For about 30 years, until the late 1960s, the Great Lakes Sport Trainer was the top American-made acro plane. Other pilots who made the Great Lakes reputation famous were: Hal Krier, Hank Kennedy, Bob "Tiger" Nance, Lindsay Parsons, Dorothy Hester, Betty Skelton, Charley Hillard, and Frank Price. The first United States entry in a world aerobatics contest was a Great Lakes biplane that Frank Price of Texas took to Eastern Europe in 1960.

== Great Lakes Trophy ==
From 1925 through 1931 the Ford Motor Company, having become involved in aviation through its Stout Metal Aircraft Division, sponsored a series of annual air races, the Ford National Reliability Air Tour, in which emphasis was placed on travelling long distances (eventually thousands of miles) without breaking down. Ford issued a trophy, the Edsel B. Ford Reliability Trophy, to each year's winner; however, over the last two years of the event the Great Lakes Company issued a second award, the Great Lakes Trophy, to the fastest plane with an engine of 510 cubic inches or less that participated in the race.

== Successors to the Company ==
During the 1960s, Harvey Swack of Cleveland obtained the rights to the Sport Trainer design and all the factory drawings for it. Based on these he designed a downsized, single-seat derivative called the "Baby Great Lakes," and then sold plans for both this and the full-sized 2T-1 to homebuilders until 1990, when he sold off the plans business to Steen Aero Lab of Palm Bay, Florida. A great number of homebuilt Great Lakes Sport Trainers has been built over the years, which kept interest in this old biplane alive.

In 1972 a man named Doug Champlin acquired rights to the original Sport Trainer design, set up operations as a new Great Lakes Aircraft Company, and produced a total of 137 examples of slightly modified versions (the 2T-1A-1 and, from 1974, the 2T-1A-2) at factories in Wichita, Kansas and Enid, Oklahoma. Champlin also built one Turbine powered Great Lakes 2T. With 420 hp (310 kW), it was quite a show stopper.

In 1979, Dean Franklin bought Champlin out, keeping the company name and setting up a new factoty in Eastman, Georgia. He took several partially built airframes there for completion. These, and ten new-build aircraft (Serial Numbers 1001 through 1010), were completed between 1980 and 1982. Then, in 1983, Franklin sold his interests to a group headed by John LaBelle, who constructed a small number of aircraft at Claremont, New Hampshire before closing in 1985.

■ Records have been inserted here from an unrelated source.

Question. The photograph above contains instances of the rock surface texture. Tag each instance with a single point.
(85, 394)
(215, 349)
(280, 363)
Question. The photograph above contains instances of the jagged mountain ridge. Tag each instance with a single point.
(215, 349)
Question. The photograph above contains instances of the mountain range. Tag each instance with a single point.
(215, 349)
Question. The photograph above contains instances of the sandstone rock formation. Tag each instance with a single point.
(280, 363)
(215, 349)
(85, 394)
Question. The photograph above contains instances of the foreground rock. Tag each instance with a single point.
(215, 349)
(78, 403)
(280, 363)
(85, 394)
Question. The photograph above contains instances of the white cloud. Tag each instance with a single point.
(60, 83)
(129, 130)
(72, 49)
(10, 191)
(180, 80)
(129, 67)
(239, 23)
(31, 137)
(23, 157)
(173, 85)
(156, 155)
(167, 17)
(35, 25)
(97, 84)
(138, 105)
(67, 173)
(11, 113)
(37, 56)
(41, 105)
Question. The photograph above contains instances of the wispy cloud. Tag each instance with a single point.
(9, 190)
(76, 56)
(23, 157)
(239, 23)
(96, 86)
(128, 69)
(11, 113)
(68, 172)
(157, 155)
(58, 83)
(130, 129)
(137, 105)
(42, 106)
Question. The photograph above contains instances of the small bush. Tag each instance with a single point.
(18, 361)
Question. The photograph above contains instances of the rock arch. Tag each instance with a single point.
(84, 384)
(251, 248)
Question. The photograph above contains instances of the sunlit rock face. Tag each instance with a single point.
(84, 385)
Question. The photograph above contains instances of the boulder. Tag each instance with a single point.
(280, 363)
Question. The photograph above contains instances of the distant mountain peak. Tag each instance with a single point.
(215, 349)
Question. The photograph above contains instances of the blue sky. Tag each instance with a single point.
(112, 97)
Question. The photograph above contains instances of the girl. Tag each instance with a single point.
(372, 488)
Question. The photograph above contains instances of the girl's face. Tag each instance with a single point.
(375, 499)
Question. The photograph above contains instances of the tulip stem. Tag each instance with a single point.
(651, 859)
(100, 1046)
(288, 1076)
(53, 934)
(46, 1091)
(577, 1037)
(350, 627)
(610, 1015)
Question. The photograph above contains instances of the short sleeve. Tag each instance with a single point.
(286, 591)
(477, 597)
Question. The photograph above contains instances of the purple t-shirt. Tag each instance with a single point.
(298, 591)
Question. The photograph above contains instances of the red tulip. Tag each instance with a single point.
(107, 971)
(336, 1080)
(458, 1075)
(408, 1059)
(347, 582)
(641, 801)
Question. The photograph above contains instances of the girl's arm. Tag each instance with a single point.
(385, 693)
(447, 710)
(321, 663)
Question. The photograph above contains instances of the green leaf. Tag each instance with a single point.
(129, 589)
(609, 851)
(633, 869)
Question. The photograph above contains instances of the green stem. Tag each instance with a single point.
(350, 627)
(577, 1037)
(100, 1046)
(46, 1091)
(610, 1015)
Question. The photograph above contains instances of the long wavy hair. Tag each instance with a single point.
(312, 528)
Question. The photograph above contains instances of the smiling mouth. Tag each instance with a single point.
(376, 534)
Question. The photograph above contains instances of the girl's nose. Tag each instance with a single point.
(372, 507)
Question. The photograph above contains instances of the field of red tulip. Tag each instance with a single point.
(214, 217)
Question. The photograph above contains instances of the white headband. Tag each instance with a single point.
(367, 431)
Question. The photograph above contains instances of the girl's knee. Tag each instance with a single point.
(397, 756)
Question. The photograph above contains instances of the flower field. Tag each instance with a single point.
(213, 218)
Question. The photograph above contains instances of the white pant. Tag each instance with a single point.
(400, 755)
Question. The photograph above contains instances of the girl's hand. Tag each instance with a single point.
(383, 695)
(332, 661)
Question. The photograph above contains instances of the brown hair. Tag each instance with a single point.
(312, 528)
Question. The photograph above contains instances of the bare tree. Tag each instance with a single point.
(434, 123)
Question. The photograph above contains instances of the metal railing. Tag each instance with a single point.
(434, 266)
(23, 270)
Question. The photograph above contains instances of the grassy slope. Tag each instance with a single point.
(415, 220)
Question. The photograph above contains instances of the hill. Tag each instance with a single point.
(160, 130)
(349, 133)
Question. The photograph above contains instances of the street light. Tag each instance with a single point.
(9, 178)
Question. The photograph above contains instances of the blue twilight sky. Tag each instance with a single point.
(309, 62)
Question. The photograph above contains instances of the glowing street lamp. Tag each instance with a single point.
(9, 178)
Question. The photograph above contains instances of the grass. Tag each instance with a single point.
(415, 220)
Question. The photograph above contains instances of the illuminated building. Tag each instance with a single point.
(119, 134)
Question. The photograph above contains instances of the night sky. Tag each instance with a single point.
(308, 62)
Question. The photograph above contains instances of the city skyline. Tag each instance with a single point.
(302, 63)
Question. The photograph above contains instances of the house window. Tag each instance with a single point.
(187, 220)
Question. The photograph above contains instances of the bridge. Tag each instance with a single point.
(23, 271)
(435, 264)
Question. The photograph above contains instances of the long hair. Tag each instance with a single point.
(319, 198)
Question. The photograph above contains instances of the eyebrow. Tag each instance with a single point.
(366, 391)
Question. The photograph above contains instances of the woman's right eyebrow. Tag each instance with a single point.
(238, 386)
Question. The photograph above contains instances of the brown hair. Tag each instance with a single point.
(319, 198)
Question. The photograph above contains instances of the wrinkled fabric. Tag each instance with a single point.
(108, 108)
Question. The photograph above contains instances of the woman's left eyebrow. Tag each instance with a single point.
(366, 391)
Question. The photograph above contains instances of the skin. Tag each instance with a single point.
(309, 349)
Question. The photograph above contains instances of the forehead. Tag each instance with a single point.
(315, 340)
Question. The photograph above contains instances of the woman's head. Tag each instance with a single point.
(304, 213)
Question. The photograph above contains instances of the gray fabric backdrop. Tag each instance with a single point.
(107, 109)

In 2000, John Duncan of Palmer Lake, Colorado, bought the Great Lakes Sport Trainer type certificate and tooling, and set up yet another Great Lakes Aircraft Company. In 2006 he expressed an intention to bring the Sport Trainer back into production, but it is not clear that he ever did so. What is known is that, in 2011, the WACO Classic Aircraft Company acquired the right to build the 2T-1A-1 and -2 variants, and that, by 2022, they had produced 20 examples.